The frontend application is available in a separate repository: [ai-content-summariser](https://github.com/dang-w/ai-content-summariser).

## Features

- Text summarization using state-of-the-art NLP models (BART-large-CNN)
- URL content extraction and summarization
- Adjustable parameters for summary length and style
- Efficient API endpoints with proper error handling

## API Endpoints

- `POST /api/summarise` - Summarize text content
- `POST /api/summarise-url` - Extract and summarize content from a URL

## Technology Stack

- **Framework**: FastAPI for efficient API endpoints
- **NLP Models**: Transformer-based models (BART) for summarisation
- **Web Scraping**: BeautifulSoup4 for extracting content from URLs
- **HTTP Client**: HTTPX for asynchronous web requests
- **Deployment**: Hugging Face Spaces or Docker containers

## Getting Started

### Prerequisites

- Python (v3.8+)
- pip

### Installation

```bash
# Clone the repository
git clone https://github.com/dang-w/ai-content-summariser-api.git
cd ai-content-summariser-api

# Create a virtual environment
python -m venv venv
source venv/bin/activate  # On Windows: venv\Scripts\activate

# Install dependencies
pip install -r requirements.txt
```

### Running Locally

```bash
# Start the backend server
uvicorn main:app --reload
```

The API will be available at `http://localhost:8000`.

## Testing

The project includes a comprehensive test suite covering both unit and integration tests.

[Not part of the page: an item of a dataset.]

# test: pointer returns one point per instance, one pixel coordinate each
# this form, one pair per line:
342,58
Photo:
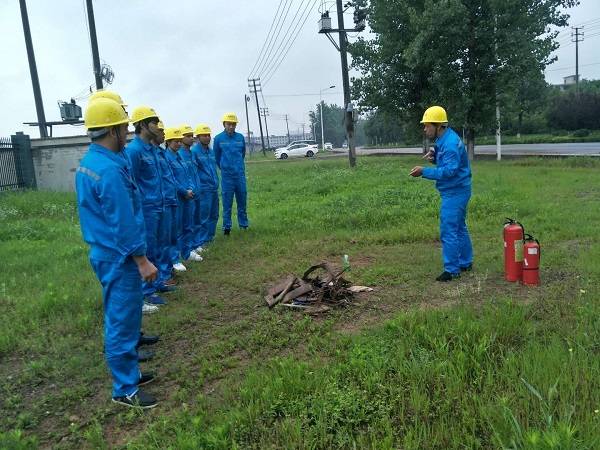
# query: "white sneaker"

### Installing Test Dependencies

```bash
pip install pytest pytest-cov httpx
```

### Running Tests

```bash
# Run all tests
pytest

# Run tests with verbose output
pytest -v

# Run tests and generate coverage report
pytest --cov=app tests/

# Run tests and generate detailed coverage report
pytest --cov=app --cov-report=term-missing tests/

# Run specific test file
pytest tests/test_api.py

# Run tests without warnings
pytest -W ignore::FutureWarning -W ignore::UserWarning
```

### Test Structure

- **Unit Tests**: Test individual components in isolation
  - `tests/test_summariser.py`: Tests for the summarization service

- **Integration Tests**: Test API endpoints and component interactions
  - `tests/test_api.py`: Tests for API endpoints

### Mocking Strategy

For faster and more reliable tests, we use mocking to avoid loading large ML models during testing:

```python
# Example of mocked test
def test_summariser_with_mock():
    with patch('app.services.summariser.AutoTokenizer') as mock_tokenizer_class, \
         patch('app.services.summariser.AutoModelForSeq2SeqLM') as mock_model_class:
        # Test implementation...
```

### Continuous Integration

Tests are automatically run on pull requests and pushes to the main branch using GitHub Actions.

## Running with Docker

```bash
# Build and run with Docker
docker build -t ai-content-summariser-api .
docker run -p 8000:8000 ai-content-summariser-api
```

## Deployment

See the deployment guide in the frontend repository for detailed instructions on deploying both the frontend and backend components.

### Deploying to Hugging Face Spaces

When deploying to Hugging Face Spaces, make sure to:

1. Set the following environment variables in the Space settings:
   - `TRANSFORMERS_CACHE=/tmp/huggingface_cache`
   - `HF_HOME=/tmp/huggingface_cache`
   - `HUGGINGFACE_HUB_CACHE=/tmp/huggingface_cache`

2. Use the Docker SDK in your Space settings

3. If you encounter memory issues, consider using a smaller model by changing the `model_name` in `summariser.py`

## Performance Optimizations

The API includes several performance optimizations:

1. **Model Caching**: Models are loaded once and cached for subsequent requests
2. **Result Caching**: Frequently requested summaries are cached to avoid redundant processing
3. **Asynchronous Processing**: Long-running tasks are processed asynchronously

## Development

### Testing the API

You can test the API endpoints using the built-in Swagger documentation at `/docs` when running locally.

### Checking Transformers Installation

To verify that the transformers library is installed correctly:

```bash
python -m app.check_transformers
```

## License

This project is licensed under the MIT License.